This explanation will make clear the disappointment of the mob which
swarmed out of the wood soon afterward, with the panting Uncle Tommy
still at the head, and the worried detective beside him. He had
turned over the care of Grace Hastings to Harvey Hamilton, who
remained behind at Chesterton. In his flurry and eagerness Uncle
Tommy caught the toe of his boot at the threshold and sprawled on
his hands and knees into the “parlor” of his residence.

“Is my lamb safe?” he asked, scrambling to his feet and gazing at
the pudgy figure still seated and maintaining a somewhat stronger
grip upon the poker.

“You old simpleton! Why don’t you clean your boots?” was the loving
response of his life partner, who quickly regained her natural
disposition when she saw that all danger had gone by.

Her story was quickly told. The disappointment to all, except the
detective, was keen, and his feelings were solely due to his respect
for law and order. Uncle Tommy was asked whether his dog could not
take the scent of the two fugitives and run them down, but the
weather prophet replied that the canine wasn’t worth a shoestring
for such work.

“You never will be able to find the couple in the woods,” said
Pendar; “there are too many hiding places; they can dodge you for
weeks; the only course is for us to return to Chesterton at once,
and for me to telegraph to all the surrounding towns, asking the
authorities to be on the lookout for them. They will have to leave
the woods sooner or later and there is a fair chance of catching
both.”

He added in a lower voice:

“What is left of one of them lies a little way from here; the body
must not be neglected.”

The announcement caused a striking change in the moods of all. Three
of the men walked forth with the detective and viewed all that
remained of the Black Hander. One of them carried a blanket which
was tenderly laid over the body.

“It is best not to remove it until the coroner has given
permission,” explained the officer; “since there has been a death he
must make an investigation.”

The party straggled back to town, Uncle Tommy being the only one who
stayed behind. Detective Pendar having decided upon his course acted
promptly. When he entered the telegraph office he found a long
message from Mr. Hastings awaiting him. It was so fervent in its
expressions of gratitude that the eyes of the detective filled and
he could not command his voice for some minutes. The telegram
contained a loving message to the child, and the assurance that the
father would start for Chesterton at once to bring her home.

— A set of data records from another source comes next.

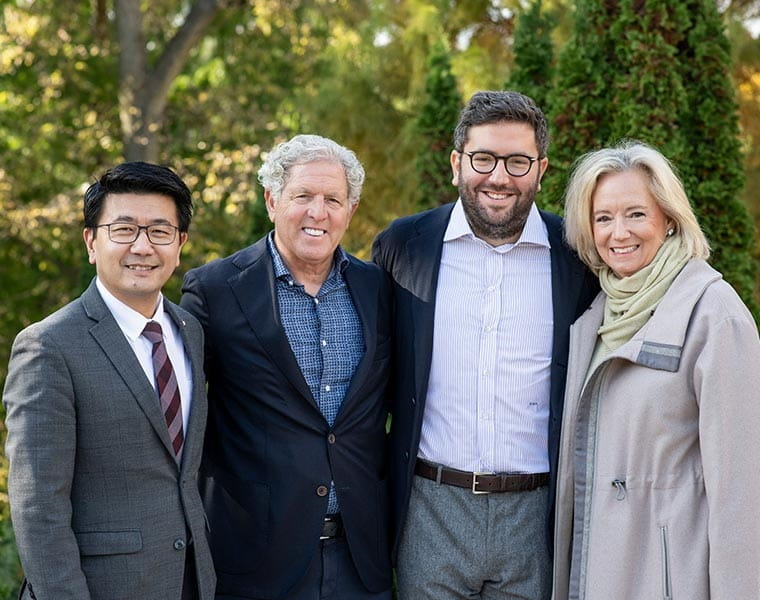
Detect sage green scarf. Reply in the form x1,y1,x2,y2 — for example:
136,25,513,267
598,234,690,352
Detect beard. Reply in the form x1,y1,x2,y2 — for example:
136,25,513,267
457,170,538,244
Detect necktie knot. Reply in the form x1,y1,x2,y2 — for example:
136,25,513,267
142,321,164,344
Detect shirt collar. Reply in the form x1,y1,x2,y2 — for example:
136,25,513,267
443,198,551,248
267,231,348,279
95,278,164,341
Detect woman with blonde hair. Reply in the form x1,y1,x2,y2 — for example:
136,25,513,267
553,142,760,600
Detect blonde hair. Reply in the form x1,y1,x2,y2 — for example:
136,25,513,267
565,141,710,273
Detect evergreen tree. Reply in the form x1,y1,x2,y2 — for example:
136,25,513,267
544,0,760,318
415,42,462,209
505,0,555,110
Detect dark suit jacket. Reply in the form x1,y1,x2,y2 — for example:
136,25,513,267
182,238,391,598
3,281,215,600
372,204,599,559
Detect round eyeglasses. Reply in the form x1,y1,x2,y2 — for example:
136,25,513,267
95,223,179,246
465,151,538,177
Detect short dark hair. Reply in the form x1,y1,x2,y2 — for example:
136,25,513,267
454,91,549,158
84,161,193,232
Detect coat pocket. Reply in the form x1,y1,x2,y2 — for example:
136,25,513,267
74,530,142,556
660,525,673,600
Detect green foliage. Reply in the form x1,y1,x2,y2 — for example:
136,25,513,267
545,0,760,317
414,43,462,209
504,0,556,110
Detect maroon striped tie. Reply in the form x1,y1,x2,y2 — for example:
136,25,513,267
142,321,185,463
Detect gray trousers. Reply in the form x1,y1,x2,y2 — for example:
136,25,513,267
396,476,551,600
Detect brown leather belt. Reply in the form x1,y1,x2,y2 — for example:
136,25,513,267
414,458,549,494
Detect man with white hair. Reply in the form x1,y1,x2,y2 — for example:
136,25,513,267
181,135,391,600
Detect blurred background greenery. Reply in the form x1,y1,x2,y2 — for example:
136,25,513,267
0,0,760,598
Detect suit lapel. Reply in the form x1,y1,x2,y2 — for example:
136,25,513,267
405,204,454,398
541,211,583,348
228,237,317,408
82,280,174,456
338,258,379,418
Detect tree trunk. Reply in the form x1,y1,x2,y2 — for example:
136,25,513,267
116,0,221,162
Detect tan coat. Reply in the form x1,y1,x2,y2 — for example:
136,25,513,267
553,260,760,600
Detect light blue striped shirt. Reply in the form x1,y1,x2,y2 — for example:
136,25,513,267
419,200,554,473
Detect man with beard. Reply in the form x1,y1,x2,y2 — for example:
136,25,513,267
373,92,598,600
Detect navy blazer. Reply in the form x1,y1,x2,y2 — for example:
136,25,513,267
181,238,392,598
372,203,599,561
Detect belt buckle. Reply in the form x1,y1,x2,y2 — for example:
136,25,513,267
472,471,494,495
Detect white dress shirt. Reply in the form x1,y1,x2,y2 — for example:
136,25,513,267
95,279,193,434
419,199,554,473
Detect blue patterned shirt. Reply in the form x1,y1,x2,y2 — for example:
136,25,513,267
267,233,365,513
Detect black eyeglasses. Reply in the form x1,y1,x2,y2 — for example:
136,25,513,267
465,151,538,177
95,223,179,246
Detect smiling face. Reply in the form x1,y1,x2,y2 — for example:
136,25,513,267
264,160,357,284
451,121,548,246
591,170,672,278
84,193,187,318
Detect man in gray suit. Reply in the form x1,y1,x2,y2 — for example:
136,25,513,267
3,162,216,600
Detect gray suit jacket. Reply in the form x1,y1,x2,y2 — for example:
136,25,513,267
3,281,216,600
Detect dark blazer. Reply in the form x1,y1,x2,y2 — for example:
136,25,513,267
3,281,215,600
372,204,599,560
182,238,391,598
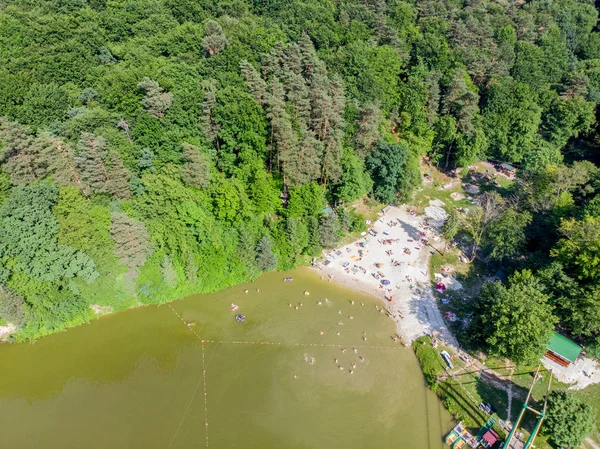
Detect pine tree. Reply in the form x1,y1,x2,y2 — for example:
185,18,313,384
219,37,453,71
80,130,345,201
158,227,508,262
137,148,156,173
427,71,440,126
0,285,25,326
185,253,198,285
442,69,479,136
267,78,298,185
106,153,131,200
256,236,277,271
199,79,221,149
181,143,210,188
321,77,346,184
202,20,229,56
0,118,48,185
160,256,178,287
138,77,173,119
240,60,267,105
116,118,131,142
110,212,152,269
51,140,86,189
356,103,381,159
75,133,110,195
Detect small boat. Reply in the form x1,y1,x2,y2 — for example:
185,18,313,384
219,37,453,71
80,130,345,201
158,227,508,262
446,430,458,446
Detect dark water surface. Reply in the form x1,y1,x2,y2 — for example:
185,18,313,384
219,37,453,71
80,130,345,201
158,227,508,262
0,269,451,449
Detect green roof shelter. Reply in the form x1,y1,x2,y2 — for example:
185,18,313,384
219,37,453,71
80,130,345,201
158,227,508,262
546,332,583,367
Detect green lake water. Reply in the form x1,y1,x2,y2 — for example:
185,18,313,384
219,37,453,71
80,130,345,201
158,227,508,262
0,269,452,449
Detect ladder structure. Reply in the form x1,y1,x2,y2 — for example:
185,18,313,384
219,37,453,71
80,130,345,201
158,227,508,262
502,365,552,449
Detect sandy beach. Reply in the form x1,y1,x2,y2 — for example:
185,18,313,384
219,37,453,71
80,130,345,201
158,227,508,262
317,206,456,346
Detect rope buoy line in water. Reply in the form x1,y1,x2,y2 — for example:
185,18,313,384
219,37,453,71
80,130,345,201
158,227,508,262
167,304,402,350
202,340,402,349
168,304,209,448
202,342,208,447
167,304,401,448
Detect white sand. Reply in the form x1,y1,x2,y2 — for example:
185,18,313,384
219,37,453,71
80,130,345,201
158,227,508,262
318,207,456,346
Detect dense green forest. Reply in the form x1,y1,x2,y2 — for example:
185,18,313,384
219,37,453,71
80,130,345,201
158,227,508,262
0,0,600,344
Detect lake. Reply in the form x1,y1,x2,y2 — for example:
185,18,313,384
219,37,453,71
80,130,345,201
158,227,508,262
0,268,452,449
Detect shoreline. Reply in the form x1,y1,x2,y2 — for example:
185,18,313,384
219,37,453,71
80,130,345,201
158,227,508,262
313,206,458,347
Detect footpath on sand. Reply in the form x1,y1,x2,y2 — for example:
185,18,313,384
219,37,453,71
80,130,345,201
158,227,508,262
317,206,458,347
317,205,600,392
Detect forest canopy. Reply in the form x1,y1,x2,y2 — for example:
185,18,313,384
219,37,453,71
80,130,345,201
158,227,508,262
0,0,600,340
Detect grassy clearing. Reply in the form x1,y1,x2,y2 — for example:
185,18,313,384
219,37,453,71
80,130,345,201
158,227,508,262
413,337,506,435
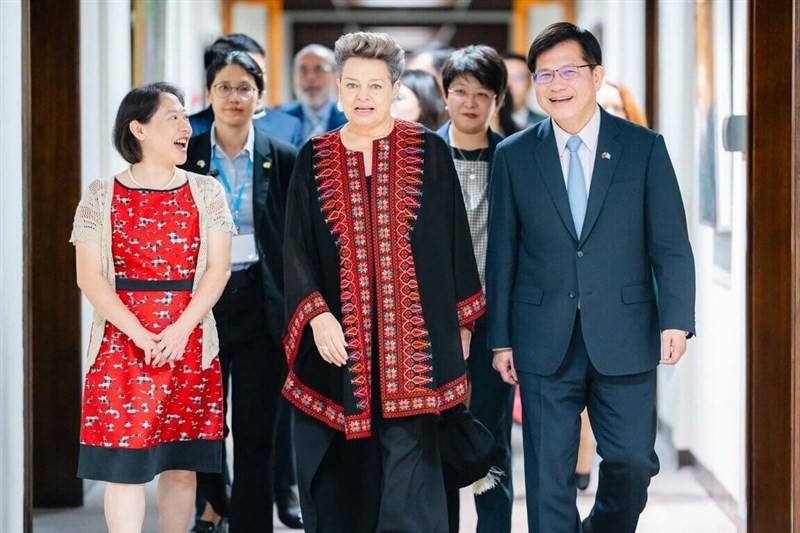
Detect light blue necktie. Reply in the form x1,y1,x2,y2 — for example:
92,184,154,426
567,135,587,238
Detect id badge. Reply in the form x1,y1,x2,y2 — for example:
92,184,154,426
231,233,258,265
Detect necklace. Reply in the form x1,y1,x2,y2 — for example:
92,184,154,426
128,166,178,190
450,145,486,180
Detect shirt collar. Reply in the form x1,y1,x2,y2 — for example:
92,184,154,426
211,122,256,161
550,106,600,156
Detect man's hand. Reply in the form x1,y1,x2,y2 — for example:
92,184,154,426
492,349,519,385
660,329,686,365
310,313,347,366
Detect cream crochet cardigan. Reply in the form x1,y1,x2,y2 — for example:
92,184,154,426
69,172,236,368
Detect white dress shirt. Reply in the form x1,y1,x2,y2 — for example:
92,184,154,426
550,106,600,195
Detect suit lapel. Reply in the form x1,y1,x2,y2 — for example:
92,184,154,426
580,111,622,244
183,131,211,175
534,120,578,241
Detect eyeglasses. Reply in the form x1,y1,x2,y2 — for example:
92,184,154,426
297,65,333,76
447,89,495,105
211,82,256,100
531,63,597,85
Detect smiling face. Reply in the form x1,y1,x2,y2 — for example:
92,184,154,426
206,64,258,128
533,41,603,133
505,58,531,111
134,93,192,166
445,75,498,134
337,57,400,129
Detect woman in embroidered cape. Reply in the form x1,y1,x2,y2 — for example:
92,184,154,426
283,33,485,533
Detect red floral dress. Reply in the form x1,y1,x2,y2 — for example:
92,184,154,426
80,181,223,473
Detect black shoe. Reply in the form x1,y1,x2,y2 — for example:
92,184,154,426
190,518,228,533
275,487,303,529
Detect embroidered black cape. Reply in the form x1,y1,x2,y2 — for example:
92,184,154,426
283,121,485,439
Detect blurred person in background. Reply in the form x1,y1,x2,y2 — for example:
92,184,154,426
392,70,447,131
278,44,347,140
189,33,305,148
503,52,547,129
437,45,514,533
575,76,647,490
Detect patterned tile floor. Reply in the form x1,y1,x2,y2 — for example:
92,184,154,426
34,427,737,533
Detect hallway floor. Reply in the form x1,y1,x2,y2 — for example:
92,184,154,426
33,426,736,533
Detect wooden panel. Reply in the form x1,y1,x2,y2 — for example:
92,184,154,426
747,1,797,533
25,0,83,506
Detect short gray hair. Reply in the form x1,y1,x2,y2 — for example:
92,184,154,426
294,43,336,68
334,31,406,83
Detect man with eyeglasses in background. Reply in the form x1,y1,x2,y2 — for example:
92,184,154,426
486,22,695,533
189,33,305,148
278,44,347,140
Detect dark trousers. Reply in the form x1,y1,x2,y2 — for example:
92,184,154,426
517,314,659,533
447,318,514,533
198,267,282,533
295,412,448,533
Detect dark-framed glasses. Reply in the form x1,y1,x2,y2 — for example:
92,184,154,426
531,63,597,85
211,82,256,100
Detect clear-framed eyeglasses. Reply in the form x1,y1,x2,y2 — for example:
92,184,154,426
211,82,256,100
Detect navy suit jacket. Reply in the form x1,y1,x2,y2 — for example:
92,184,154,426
189,106,305,148
278,101,347,137
486,110,695,376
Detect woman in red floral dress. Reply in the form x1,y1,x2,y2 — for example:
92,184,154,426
71,83,234,533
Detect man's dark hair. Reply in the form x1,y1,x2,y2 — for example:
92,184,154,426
113,82,184,164
528,22,603,72
206,51,264,96
442,44,508,101
203,33,266,70
400,69,445,130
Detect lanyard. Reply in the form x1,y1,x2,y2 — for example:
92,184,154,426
211,154,253,230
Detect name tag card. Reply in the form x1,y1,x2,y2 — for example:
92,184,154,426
231,233,258,265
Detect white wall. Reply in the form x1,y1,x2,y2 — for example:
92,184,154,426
658,0,747,517
0,0,25,532
576,0,646,109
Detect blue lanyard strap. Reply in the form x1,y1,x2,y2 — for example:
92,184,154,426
211,154,253,229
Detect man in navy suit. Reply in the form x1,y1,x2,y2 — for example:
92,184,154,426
487,23,695,533
278,44,347,140
189,33,305,148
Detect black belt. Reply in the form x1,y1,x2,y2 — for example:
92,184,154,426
114,278,194,292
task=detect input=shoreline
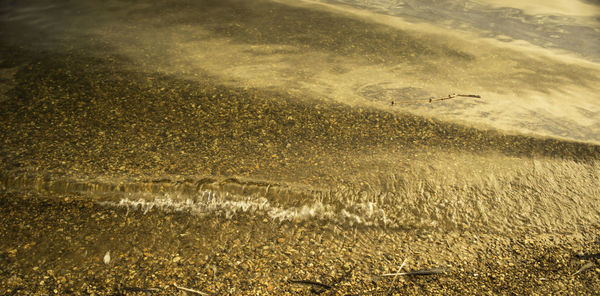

Pendar sent notices to all the nearby towns and to the large cities,
doing his work so thoroughly that he said to himself as he lighted a
cigar and leaned back in his chair:

“If those two fellows can break through the net that I have spread
round them, they will almost deserve to get away. They may keep in
hiding for several days, but sooner or later they will be gathered
in.”

Harvey Hamilton proposed to carry Grace in his aeroplane to
Philadelphia, confident that by starting early the next morning he
could reach her home by noon, but his friend showed him the folly of
anything of that nature. She was unaccustomed to riding in the air,
and an accident was more than likely. Moreover, her father was due
in Chesterton on the afternoon of the morrow.

“The child has already passed through too much to incur any more
danger from which it is possible to save her. And that reminds me,
Harvey,” added the detective with a smile, “you have decided by this
time who it was that chopped up your aeroplane.”

“It must have been Catozzi and Caprioni.”

“Beyond a doubt.”

“Why did they do it?”

“They may have seen a possible danger in the presence of a machine
like that in the neighborhood of Chesterton and decided to put it
out of commission.”

“Why didn’t they do the same with my second?”

“It would have involved a great deal more risk, and could have
accomplished little or nothing for them. Besides, we mustn’t forget
the element of unadulterated cussedness that actuates so many
members of mankind. Professor Morgan took a fancy to inspect your
machine at close range without the chance of meeting you, and so he
made a visit early in the morning, only to find it smashed to
everlasting smithereens. He left, your colored boy being just in
time to gain a glimpse of him, and straightway telegraphed your
father, and you know what followed.”

This part of my story may be summed up in a few sentences. On the
morrow the coroner entered into an official investigation, as in
duty bound, of the death of the Italian supposed to be Giuseppe
Caprioni, blown up by the explosion of a bomb. The testimony of
Professor Milo Morgan was much needed, but he had departed no one
knew whither, and that of Simmons Pendar supplied its place. The
verdict was in accordance with the facts, so far as they could be
ascertained, and the body was buried in Potter’s Field.

The next day the gratifying intelligence came that both Catozzi and
Pierotti had been captured in Groveton, only twelve miles from
Chesterton. Driven out by hunger they had applied at a house for
food, and were quickly arrested. They were tried, found guilty and
sentenced to the longest terms possible in State Prison, where it is
to be hoped they will spend the remainder of their days.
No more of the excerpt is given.